He later developed the "Abrahamson Principles" first published in 1973. This was a theory to allocate risk in construction contracts. These principles were to become widely used internationally.

Over the course of his career he consulted in over 60 countries. He consulted on major projects in Ireland such as the Jack Lynch Tunnel, the West Link Toll Bridge, the International Financial Services Centre, and outside of Ireland the Heathrow rail tunnel, Eurodisney, the Bahrain Causeway and various projects in Asia and Africa.

==Legal philosophy==
Abrahamson was a strong proponent of the elimination or narrowing of the distinction between barrister and solicitor, and bemoaned the fact that solicitors had become excessively adversarial. Both of these views stemmed from his belief that the good of the client must come first.
A computer buff, he urged solicitors to embrace computing in their work or lose out to those who would.

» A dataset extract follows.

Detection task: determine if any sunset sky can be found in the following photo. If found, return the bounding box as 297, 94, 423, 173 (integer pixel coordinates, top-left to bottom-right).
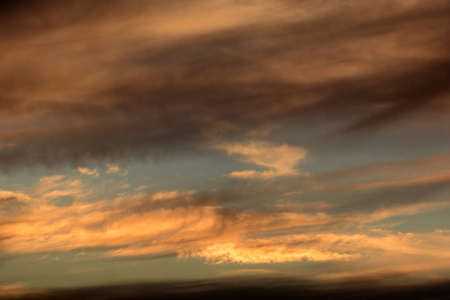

The Law Society awards the Max Abrahamson Award annually to the student who receives the highest mark in the non-adversarial dispute resolution module of their exams.

==Artistic work==
Abrahamson sculpted in clay and had bronze works exhibited at the RHA. He also did wood carving in his office to relieve the working day. His masterpiece as a woodcarver was an interpretation of Jacques-Louis David's Napoleon Crossing the Alps.

==Publications==
- Abrahamson, Max, Engineering Law and the ICE Contract. 1965 (fourth edition, 2003)
- Abrahamson, Max W., "Risk Management" (1983) in International Construction Law Review 241,244.